Avec un titre pareil, on s’attendrait à une monographie un peu pénible avec des tableaux de chiffres et un déroulé chronologico-militaire. Mais non.

Le pétrole… commence par nous planter le décor de l’exploitation pétrolière au début du XX᷊ siècle, et la découverte du fait que cette huile de roche, aux qualités différentes selon les coins du monde d’où on la sort, avait une capacité énergétique bien plus intéressante que celle du charbon — et donc allait permettre aux bateaux de guerre d’aller plus loin, plus vite, en chargeant moins de carburant (et moins d’hommes, parce que le pétrole a la bonne idée de couler depuis les réservoirs jusqu’aux brûleurs, contrairement au charbon qu’il faut pelleter). Mais, dommage pour les deux plus grands empires coloniaux de l’époque (France et Royaume-Uni), quasi aucun de leurs territoires n’est producteur de la précieuse liqueur. Leurs marines de guerre basculeront quand même vers le mazout (parce qu’on aime toujours avoir de gros canons), mais il va falloir s’assurer des approvisionnements.

On va découvrir la formation du marché mondial, la prospection de différents coins du monde dont on entend un peu parler en ce moment (Venezuela, Iran…), l’organisation de la production en un affreux cartel réunissant Jersey, Anglo-Iranian (future BP) et Shell, qui s’efforce de maintenir les prix élevés, notamment pour tous ces États qui veulent remplir les réservoirs de leurs navires.

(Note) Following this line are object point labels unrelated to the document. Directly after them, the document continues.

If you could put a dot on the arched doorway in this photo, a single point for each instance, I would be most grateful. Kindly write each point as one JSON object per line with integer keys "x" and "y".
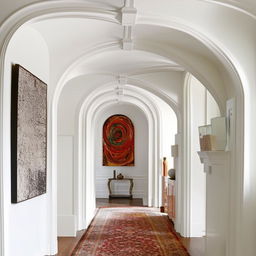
{"x": 237, "y": 91}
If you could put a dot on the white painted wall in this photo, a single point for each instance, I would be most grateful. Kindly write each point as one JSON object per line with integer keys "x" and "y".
{"x": 66, "y": 217}
{"x": 202, "y": 108}
{"x": 26, "y": 223}
{"x": 237, "y": 47}
{"x": 139, "y": 172}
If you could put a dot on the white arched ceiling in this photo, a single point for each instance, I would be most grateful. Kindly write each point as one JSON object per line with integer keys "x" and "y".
{"x": 92, "y": 106}
{"x": 212, "y": 24}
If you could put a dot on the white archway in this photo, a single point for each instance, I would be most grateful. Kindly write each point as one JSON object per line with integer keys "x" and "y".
{"x": 45, "y": 8}
{"x": 88, "y": 113}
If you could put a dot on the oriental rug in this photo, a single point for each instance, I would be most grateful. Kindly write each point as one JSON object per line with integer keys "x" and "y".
{"x": 133, "y": 231}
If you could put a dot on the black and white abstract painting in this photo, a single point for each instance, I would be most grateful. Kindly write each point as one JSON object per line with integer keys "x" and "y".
{"x": 29, "y": 135}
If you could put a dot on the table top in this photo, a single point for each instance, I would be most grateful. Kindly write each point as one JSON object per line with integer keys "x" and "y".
{"x": 120, "y": 179}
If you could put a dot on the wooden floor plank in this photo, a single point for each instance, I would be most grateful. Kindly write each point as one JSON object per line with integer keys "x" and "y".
{"x": 195, "y": 246}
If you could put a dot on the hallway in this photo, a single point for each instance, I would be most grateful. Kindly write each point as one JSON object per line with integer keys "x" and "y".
{"x": 67, "y": 245}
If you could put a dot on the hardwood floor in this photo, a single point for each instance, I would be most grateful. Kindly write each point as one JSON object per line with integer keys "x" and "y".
{"x": 195, "y": 246}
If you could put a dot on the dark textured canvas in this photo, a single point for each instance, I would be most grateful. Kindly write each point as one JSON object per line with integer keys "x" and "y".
{"x": 29, "y": 135}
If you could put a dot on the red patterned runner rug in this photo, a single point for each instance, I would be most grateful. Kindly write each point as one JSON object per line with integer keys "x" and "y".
{"x": 133, "y": 231}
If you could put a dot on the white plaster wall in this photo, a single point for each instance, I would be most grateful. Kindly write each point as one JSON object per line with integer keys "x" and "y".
{"x": 234, "y": 32}
{"x": 203, "y": 107}
{"x": 139, "y": 172}
{"x": 65, "y": 211}
{"x": 26, "y": 222}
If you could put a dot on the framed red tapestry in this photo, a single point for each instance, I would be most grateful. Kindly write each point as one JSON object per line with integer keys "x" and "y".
{"x": 118, "y": 141}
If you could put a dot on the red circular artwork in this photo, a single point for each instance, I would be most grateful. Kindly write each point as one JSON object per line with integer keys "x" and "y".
{"x": 118, "y": 141}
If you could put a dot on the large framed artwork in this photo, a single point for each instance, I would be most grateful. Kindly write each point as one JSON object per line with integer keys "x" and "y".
{"x": 28, "y": 135}
{"x": 118, "y": 141}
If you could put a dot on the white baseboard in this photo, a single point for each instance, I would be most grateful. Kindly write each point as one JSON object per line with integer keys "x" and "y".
{"x": 67, "y": 225}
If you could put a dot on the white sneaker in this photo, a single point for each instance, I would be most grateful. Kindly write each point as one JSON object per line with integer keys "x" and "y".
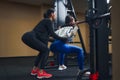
{"x": 62, "y": 67}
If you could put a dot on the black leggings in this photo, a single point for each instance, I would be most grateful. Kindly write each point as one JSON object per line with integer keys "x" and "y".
{"x": 30, "y": 39}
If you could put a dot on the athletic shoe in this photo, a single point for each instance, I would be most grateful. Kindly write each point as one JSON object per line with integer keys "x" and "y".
{"x": 43, "y": 74}
{"x": 62, "y": 67}
{"x": 34, "y": 71}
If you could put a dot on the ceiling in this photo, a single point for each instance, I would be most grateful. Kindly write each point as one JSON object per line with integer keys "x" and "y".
{"x": 79, "y": 5}
{"x": 33, "y": 2}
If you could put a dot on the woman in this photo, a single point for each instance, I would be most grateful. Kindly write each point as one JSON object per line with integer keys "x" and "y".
{"x": 63, "y": 48}
{"x": 38, "y": 39}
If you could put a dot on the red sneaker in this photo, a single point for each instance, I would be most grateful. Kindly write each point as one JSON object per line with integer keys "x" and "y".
{"x": 44, "y": 74}
{"x": 34, "y": 71}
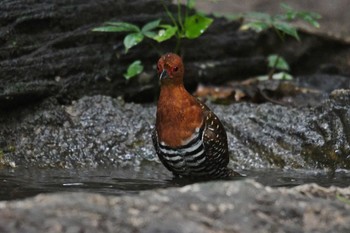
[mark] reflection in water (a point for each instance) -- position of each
(20, 183)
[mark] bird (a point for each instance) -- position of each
(188, 137)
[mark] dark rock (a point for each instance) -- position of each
(103, 131)
(241, 206)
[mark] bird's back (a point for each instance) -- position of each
(204, 154)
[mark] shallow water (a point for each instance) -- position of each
(21, 183)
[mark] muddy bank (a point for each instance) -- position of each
(241, 206)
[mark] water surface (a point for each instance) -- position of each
(21, 182)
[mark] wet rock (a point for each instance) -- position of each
(93, 131)
(241, 206)
(102, 131)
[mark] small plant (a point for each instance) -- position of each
(182, 26)
(282, 24)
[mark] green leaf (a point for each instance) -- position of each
(132, 39)
(258, 16)
(256, 26)
(134, 69)
(195, 25)
(287, 29)
(343, 199)
(277, 76)
(118, 27)
(150, 26)
(278, 62)
(165, 33)
(310, 18)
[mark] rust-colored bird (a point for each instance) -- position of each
(189, 138)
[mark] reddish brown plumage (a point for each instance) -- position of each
(189, 138)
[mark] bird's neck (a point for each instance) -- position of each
(178, 115)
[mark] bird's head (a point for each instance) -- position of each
(170, 69)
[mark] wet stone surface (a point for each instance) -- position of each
(100, 130)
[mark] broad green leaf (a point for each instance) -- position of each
(123, 27)
(134, 69)
(132, 39)
(150, 34)
(278, 62)
(150, 26)
(256, 26)
(287, 29)
(165, 33)
(195, 25)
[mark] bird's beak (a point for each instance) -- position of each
(163, 75)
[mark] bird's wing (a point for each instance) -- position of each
(158, 151)
(215, 138)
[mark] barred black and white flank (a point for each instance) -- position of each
(205, 154)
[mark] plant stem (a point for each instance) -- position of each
(272, 71)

Le décor est posé et le livre va ensuite explorer différents sujets à travers des chapitres thématiques, tous passionnants. Parmi les sujets abordés, sans exhaustivité :

  • Comment produire du pétrole à partir du charbon ? L’Allemagne, qui veut faire la guerre, dispose de peu de pétrole, de beaucoup de charbon et d’un gros conglomérat de chimie : IG Farben. Cela donnera naissance à la filière du pétrole synthétique, dont on a beaucoup entendu parler pendant la Seconde Guerre mondiale mais qu’on ne mentionne plus guère de nos jours.
  • L’essence d’aviation, l’octane 100 et le problème du cliquetis des moteurs, ou : « comment le fait d’ajouter un poison toxique dans l’essence a permis aux moteurs d’avion de développer plus de puissance ». Une histoire de déni plausible (« comment ça, ajouter ce truc au plomb dans l’essence, ça tue les garagistes, les mécaniciens et ça empoisonne les gens ? Nos scientifiques disent le contraire… ») et de légendes autour de l’idée que cette essence magique aurait permis de remporter la bataille d’Angleterre (spoiler : probablement pas).
  • Vivre sans essence : le cas de la France occupée. 1) On y arrive. 2) Le gazogène, en fait, c’est bof — désolé, Gaston. D’ailleurs, dès la fin de la guerre, il a été abandonné.
  • Est-ce que Barbarossa a échoué à cause des problèmes d’approvisionnement en carburant des camions et des panzers ? Cela a joué, bien sûr. Est-ce que les Allemands auraient pu s’emparer des puits du Caucase ? Ils n’en sont pas passés loin, mais les Russes auraient tout détruit et il aurait fallu des années pour les remettre en route.
  • Est-ce que l’essence est la clé de la guerre moderne ? Oui, bien sûr : les Alliés avaient accès à autant de pétrole qu’ils voulaient, ce qui leur a permis de mettre tous leurs soldats sur roues et dans les airs, tandis que l’Axe n’en avait généralement pas assez, voire quasi plus du tout après 1944. Et pourtant, cela n’a pas empêché les Allemands et les Japonais de se battre jusqu’au bout, et très efficacement, malgré leur infériorité énergétique.

Le pétrole…, à travers ce sujet mêlant guerre et sources d’énergie, est un livre qui parle d’économie, de structuration des marchés, de gouvernance des entreprises articulée avec celle des États, de technologie et aussi, quand même, de stratégie et de Seconde Guerre mondiale. Le tout dans un style toujours clair, avec à chaque fois le bon niveau d’explications pour le lecteur curieux.

C’est un ouvrage remarquable, qui m’a passionné et qui est, on s’en doute, terriblement actuel.